Abstract
Modern Large Language Models (LLMs) are commonly trained through a multi-stage pipeline encompassing pretraining and supervised finetuning. While recent studies have extensively investigated the benefits of continual pretraining on high-quality data, these efforts have focused primarily on English. In this work, we explore the effectiveness of various data mixtures in a continual pretraining setting to enhance performance on Italian-language tasks. Leveraging Minerva-7B, a fully opensource LLM pretrained on a corpus composed of 50% Italian, we define and evaluate three distinct data recipes-comprising mathematical, encyclopedic, and copyrighted content-spanning both Italian and English. We also investigate the effect of extending the model’s context window during continual pretraining on its ability to handle long-context tasks. To support our evaluation, we introduce INDAQA, a new benchmark for narrative question answering in Italian.
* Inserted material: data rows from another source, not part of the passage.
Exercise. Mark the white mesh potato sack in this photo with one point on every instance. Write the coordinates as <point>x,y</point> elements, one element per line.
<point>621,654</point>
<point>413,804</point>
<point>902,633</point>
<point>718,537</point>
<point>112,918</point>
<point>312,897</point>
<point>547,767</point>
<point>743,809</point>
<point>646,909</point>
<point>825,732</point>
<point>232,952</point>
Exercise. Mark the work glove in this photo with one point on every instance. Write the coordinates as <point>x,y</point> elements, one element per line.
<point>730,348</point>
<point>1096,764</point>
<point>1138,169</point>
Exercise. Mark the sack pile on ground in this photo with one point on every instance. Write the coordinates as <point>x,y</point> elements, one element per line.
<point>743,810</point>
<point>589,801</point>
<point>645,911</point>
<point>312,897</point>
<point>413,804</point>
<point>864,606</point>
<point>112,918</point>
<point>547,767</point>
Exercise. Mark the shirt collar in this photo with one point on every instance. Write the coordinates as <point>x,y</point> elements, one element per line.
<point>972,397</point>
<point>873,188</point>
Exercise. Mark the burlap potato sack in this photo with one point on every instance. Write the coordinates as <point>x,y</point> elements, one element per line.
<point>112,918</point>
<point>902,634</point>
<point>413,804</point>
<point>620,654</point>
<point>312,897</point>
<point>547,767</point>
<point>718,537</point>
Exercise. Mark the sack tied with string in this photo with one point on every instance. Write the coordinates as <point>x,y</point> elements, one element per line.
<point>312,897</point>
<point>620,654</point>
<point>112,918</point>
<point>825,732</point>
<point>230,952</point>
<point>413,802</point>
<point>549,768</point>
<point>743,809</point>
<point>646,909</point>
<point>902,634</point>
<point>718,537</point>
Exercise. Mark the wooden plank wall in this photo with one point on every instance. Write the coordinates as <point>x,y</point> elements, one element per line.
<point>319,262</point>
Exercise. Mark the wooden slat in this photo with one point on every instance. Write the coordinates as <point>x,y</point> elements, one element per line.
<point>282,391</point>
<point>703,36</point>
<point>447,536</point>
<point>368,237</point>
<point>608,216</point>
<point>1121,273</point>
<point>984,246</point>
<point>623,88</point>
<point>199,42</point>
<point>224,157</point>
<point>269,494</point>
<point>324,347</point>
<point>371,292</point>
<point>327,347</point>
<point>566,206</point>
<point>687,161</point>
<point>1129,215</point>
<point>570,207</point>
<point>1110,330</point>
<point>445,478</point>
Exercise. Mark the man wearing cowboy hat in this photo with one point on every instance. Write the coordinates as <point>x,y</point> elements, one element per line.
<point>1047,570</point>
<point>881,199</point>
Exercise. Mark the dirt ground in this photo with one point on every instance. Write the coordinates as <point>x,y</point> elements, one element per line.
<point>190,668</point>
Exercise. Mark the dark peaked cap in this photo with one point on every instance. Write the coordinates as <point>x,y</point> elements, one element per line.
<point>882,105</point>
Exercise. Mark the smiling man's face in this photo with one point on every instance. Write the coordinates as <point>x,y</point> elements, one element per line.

Our results reveal that both data composition and increased context length substantially improve performance, offering valuable insights into continual pretraining strategies for less represented languages within an open scientific framework.
- Luca Moroni, Tommas Bonomo, Luca Gioffré, Lu Xu, Domenico Fedele, Leonardo Colosi, Andrei Stefan Bejgu, Alessandro Scirè, Roberto Navigli. 2025. What We Learned from Continually Training Minerva: A Case Study on Italian. Procedings of the Ninth Italian Conference on Computational Linguistics (CLiC-it 2025), Cagliari, Italia. CLiC-it.